Who knows? But muffins are always a welcome sight in the kitchen. I love having a great big glass cookie jar full of them. I don’t long for the day my kids head off to college, but I do look forward to the chance to be able to send them homemade goodies, especially their favorite muffins. If I can’t hug them and see them every day, at least I can show my love like I always have: by feeding them (I’m not crying, I’m not crying …).
I know I’ve told you all this before, but muffins were not a part of my childhood. While my dad was an amazing home cook, he wasn’t a big baker. He made a few things and made them incredibly well: bread, cherry or apple crisps or Brown Bettys — in his favorite cast iron Dutch oven — and cheesecakes galore at Christmastime.
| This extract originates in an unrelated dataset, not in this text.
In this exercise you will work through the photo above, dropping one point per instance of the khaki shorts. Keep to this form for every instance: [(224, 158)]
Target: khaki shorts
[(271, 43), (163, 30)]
I didn’t really start making or eating muffins until my son was old enough to start eating them, and then they quickly became a very regular part of our lives. I make banana muffins most frequently. My daughter’s favorite, they are the perfect way to use up overripe bananas, which we always, always, seem to have.
But why olive oil? Well, I’m always looking to shake things up in the kitchen and I love trying new recipes and ingredients. So these dark chocolate olive oil muffins were born one day when I had some chocolate chunks to use up and I wanted to try something different. As much as I love butter (and you know I do), oil makes for very moist muffins and cakes. And it’s always ready to go — no softening or melting.
If you’ve never tried olive oil in your baking, you’re in for a real treat. Besides adding a depth of flavor and some healthy fat to a variety of baked goods, it just pairs so well with chocolate. Although I do love the gourmet-ness the olive oil brings, feel free to use any neutral oil you have on hand (or, of course, melted butter).
A few muffin tips …
Do not, I repeat, DO NOT overmix your batter. Lumps are good. Even itty-bitty bits of flour still showing is fine. Muffin batter should be lumpy and ugly. Your self-restraint will be rewarded when you bite into a tender, fluffy muffin. If you overmix, you will have a tough, dense, dry, heavy muffin.
There are all kinds of tips and tricks on how to get the tallest, most domed muffin tops. I’m not a fan of starting at a higher temp and then lowering. I like to just toss them in the oven and walk away. My trick? Let your batter sit for 20 minutes once you scoop it into the pans. This allows the baking soda to start doing its magic.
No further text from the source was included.